Even though neither one is truthful, accurate or useful, you need to be prepared for both.
In the pages of Forbes, Stephen Covey has weighed in on the work/lie balance debate. He has a slightly different perspective, summarized as a concern that people rarely have very clear objectives about what they want, so finding a balance with other things becomes almost impossible. But he doesn’t confine his strictures to individuals. Here’s what he has to say about organizations:
. . . there is another profoundly pervasive cause for work-life imbalance. It is to be found in the painful and surprisingly ineffective way most organizations work. In no way is this pain more clearly or practically manifest than their inability to focus and execute on their highest priorities.
I think he’s right on that one. Covey adds:
Despite all our gains in technology, product innovation and world markets, most people are not thriving in the organizations they work for. They are neither fulfilled nor excited. They are frustrated. They are not clear about where the organization is headed or what its highest priorities are. They are bogged down and distracted. Most of all, they don’t feel they can change much. Can you imagine the personal and organizational cost of failing to fully engage the passion, talent and intelligence of the workforce? Can you imagine the waste of time, energy and resources?
I very much agree. [link]
The Scott H. Young weblog has a very interesting post that draws several parallels between unhealthy eating and your productivity.

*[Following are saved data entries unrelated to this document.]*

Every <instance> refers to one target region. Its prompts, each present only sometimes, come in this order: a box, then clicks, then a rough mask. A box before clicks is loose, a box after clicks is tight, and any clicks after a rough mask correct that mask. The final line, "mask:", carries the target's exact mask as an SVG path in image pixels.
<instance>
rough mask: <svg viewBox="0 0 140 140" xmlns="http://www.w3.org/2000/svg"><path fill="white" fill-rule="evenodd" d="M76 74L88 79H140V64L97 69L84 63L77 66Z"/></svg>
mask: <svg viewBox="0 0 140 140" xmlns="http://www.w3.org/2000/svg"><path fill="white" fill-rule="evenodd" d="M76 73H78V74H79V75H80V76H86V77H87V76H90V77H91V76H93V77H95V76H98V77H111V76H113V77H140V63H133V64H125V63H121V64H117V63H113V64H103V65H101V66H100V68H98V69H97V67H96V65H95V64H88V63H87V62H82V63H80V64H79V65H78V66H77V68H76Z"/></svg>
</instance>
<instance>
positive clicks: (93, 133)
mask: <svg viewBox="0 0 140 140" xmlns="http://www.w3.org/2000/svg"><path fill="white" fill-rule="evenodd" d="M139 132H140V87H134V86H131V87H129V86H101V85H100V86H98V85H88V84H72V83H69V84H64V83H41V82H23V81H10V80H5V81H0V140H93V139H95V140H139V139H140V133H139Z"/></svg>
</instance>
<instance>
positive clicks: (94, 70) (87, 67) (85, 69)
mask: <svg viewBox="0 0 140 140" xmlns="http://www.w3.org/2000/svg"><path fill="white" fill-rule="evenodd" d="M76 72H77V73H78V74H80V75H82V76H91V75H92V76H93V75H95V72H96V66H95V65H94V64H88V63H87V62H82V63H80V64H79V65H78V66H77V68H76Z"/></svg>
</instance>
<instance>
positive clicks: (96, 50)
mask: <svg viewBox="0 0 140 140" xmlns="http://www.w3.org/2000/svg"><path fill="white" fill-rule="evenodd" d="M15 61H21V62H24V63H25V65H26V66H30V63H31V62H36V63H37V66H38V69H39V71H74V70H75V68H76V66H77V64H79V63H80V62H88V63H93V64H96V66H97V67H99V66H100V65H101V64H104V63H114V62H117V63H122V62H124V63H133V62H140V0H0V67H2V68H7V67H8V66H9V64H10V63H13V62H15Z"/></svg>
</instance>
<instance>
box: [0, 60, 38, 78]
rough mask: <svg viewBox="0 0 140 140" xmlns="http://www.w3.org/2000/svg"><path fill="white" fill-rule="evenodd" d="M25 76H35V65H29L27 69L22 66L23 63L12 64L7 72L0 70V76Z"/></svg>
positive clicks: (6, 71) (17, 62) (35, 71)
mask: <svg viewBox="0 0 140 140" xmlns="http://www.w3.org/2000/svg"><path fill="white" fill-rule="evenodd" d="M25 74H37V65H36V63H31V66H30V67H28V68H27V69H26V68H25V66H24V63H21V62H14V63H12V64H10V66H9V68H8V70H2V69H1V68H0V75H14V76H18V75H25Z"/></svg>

Sweet, greasy and delicious, empty calories are filler food that keep you feeling full while offering little nutritional value. In the short term, these empty calories are great. They let you feel good and are easy to swallow. But their glory is short lived when they leave you with disease and obesity.
Empty calories aren’t just in our food, they are in our lives. Empty calories are all those tasks that make you feel productive even though you aren’t contributing any value. Empty calories are those hours in front of the television to let you feel entertained, even though you are watching reruns. Empty calories are in the running shoes you buy instead of jogging and the investment books you read instead of saving. Empty calories give you the feeling, but not the nutrition.
The article is really interesting and well worth the read. Please share with us…what are your “empty productivity calories” (what tasks make you feel productive without actually improving your productivity)?